You know what perfectionism is, right? You think everything has to be absolutely perfect before you take a step in the direction of your dreams. You think, I’ll never find a publisher because my manuscript isn’t perfect yet. I’ll never find my ideal job because I don’t have the perfect resume for it. And he/she would certainly never be interested in me because I don’t have the perfect body, hair, whatever! Trying to better yourself is a good thing, in fact a GREAT thing, but often times our quest for perfection gets in our way and derails our plans.

When I started working on my website, I sent it around to a few friends to get their comments. I would preface my email by saying, "This certainly isn’t done yet, but take a look…". And the next thing I know they had forwarded it around to all their friends! I wanted to scream out, "No, no, it’s not done yet!!", because I told myself that it wouldn’t have any value if it’s not absolutely perfect.
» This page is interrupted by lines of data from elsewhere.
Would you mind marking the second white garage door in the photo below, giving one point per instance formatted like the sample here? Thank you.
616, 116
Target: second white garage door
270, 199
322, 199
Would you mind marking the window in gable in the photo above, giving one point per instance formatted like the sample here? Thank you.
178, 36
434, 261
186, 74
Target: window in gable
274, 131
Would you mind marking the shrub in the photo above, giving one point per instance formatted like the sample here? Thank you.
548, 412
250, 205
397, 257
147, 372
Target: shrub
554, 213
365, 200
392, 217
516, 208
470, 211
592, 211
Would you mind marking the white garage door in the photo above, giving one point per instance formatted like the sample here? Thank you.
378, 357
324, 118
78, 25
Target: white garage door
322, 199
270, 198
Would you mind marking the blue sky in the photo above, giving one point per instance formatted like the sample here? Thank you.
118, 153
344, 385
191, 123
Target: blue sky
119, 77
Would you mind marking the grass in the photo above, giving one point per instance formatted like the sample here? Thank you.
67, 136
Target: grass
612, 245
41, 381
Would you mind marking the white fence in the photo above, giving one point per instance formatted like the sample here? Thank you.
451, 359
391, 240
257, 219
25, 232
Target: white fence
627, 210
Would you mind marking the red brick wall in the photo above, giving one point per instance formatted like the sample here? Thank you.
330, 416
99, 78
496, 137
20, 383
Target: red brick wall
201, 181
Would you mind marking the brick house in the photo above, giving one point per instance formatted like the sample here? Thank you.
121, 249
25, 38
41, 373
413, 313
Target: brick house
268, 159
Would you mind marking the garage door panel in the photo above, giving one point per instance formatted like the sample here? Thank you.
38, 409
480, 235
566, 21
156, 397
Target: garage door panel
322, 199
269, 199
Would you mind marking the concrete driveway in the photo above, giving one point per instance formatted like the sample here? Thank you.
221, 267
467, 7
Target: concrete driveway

I wanted to add this section, or find a better picture for this, or a better graphic for that, or spell check it more closely, and on and on and on. And between you and me, there are still a TON of things I would like to add or change about my site until it looks “good enough” in my eyes to send around to people.

At this point, though, I’m learning to let go and release my grip on perfectionism (which has been an issue for me over the years). I realize that my website and other things in life can still have value even if they are not absolutely perfect. In fact, what really is perfect in today’s world? Nothing!! And that is what we all need to remind ourselves if we get trapped in the cycle of perfectionism. There is no such thing as perfection; therefore, there’s no need to hold yourself back by striving for perfection. You’ll never reach it, no matter how hard you try! ;)

Furthermore, have you ever noticed how many “average” people are succeeding and making their wildest dreams come true, while you’re still waiting to achieve perfection on the sidelines? You're good enough as you are, right now!